Agricycle’s network of more than 35,000 farmers around the world is made primarily of small growers with as few as five fruit trees who typically would be dismissed by other ingredient suppliers for logistical reasons or unfounded quality control concerns. Without a route to market or method of preservation, many of these farmers live in extreme poverty while much of their fruit is wasted.

But with a little ingenuity, Agricycle found a way to transform this waste into opportunity and create livelihoods for those who otherwise wouldn’t have them. As explained in this episode of FoodNavigator-USA’s Investing in the Future of Food​, the company offers farmers low-barrier technology – such as solar-powered dehydrators – to upcycle would-be wasted fruit into food-grade ingredients that it helps them bring to market through branded products sold to consumers and ingredients sold to bakeries and CPG manufacturers.

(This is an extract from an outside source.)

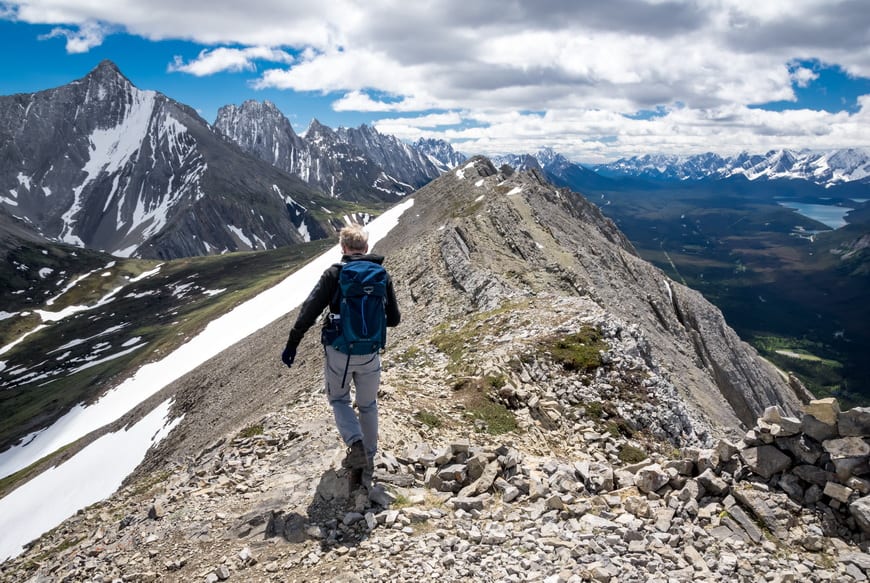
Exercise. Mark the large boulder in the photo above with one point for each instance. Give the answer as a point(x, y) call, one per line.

“At our core, what we’re doing, we’re working with the most remote, rural small holder farms”​ that because of their size and limited access produce half of the world’s food loss, which has a negative impact on climate change, company co-founder and CEO Josh Shefner told FoodNavigator-USA. “These farmers have access to raw material that simply needs value addition, and some sort of conversion into different products that could then create income for them.”

Agricycle “is pulling those two things together – building a supply chain that reaches the smallest farmers and then helping them convert what they already have into products that can be sold.”